SenseMaking Experiment with SLIP Analytic Conjectures

 

November 6, 2001

 

 

Obtaining Informational Transparency with Selective Attention

 

 

 

Dr. Paul S. Prueitt

President, OntologyStream Inc

October 24-25, 2001

 


 

 

The Analytic Conjecture is the key to Shallow Link analysis, followed by Iterated scatter-gather and Parcelation (SLIP) technology. 

 

As an exercise in the use of SLIP, the following experimental write up will take the steps from the Analytic Conjecture through to the automated construction of a SLIP Framework.  We will make some preliminary comments on core elements of the SLIP Technology. 

 

Figure 1: The non-specific relationship graph

Analytic Conjecture:  

 

Goals:  One might be able to develop a sense of shared tools within a large of small community by looking at data elements that might be hard coded into hacker tools.  For example, we can consider the defender port used by a hacker tool.  

The non-specific conjecture:  We conjecture that there is a non-specific relationship between IP addresses that use common ports over the course of a reporting period.

Data Mart: We choose to develop a SLIP Framework from 7/15/01 RealSecure summary data, using the defender port as the “b” values (see Figure 1) and the attacker IPs as the “a” values.

 

Comments on this Analytic Conjecture :

 

1)       On the surface one might be skeptical about the notion that attacker IPs would tell us anything.  However, we are only bringing into the analysis attacker IPs that are linked by the common use of ports.  We also must realize that the RealSecure database only logs events that have been determined to have hacker significance.  The data is greatly reduced from the total number of possible transactions.
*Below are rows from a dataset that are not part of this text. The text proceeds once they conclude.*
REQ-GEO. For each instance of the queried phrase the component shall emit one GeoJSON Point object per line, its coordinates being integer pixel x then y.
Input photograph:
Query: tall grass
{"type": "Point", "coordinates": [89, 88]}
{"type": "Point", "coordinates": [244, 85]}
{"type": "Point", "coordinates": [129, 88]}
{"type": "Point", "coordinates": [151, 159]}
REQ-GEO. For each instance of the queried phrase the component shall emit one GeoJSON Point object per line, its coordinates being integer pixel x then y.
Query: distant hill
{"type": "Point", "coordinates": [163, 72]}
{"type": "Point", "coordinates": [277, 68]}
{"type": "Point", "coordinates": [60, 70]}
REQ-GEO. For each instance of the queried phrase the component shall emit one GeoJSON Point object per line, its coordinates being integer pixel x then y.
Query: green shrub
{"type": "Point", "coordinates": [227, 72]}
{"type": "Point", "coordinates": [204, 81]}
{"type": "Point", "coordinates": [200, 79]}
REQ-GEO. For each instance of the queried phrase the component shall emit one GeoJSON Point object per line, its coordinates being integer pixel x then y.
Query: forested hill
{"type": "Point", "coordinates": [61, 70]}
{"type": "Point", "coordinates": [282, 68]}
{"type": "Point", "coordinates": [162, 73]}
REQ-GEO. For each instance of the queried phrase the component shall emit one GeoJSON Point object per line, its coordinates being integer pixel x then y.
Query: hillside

The Analytic Conjecture organizes the data in a specific fashion.  It is like SQL retrieval.   Looking at the results of this conjecture takes very little time and the view of this data may result in some instant understanding that was not present before the inspect of the SLIP Framework. 

2)       The SLIP framework will show data organization.  Skepticism is natural.  But the value of seeing this organization can be demonstrated by domain experts, and in the increasing number of theorems and formal relationship that are being developed by logicians who have looked at the SLIP approach. 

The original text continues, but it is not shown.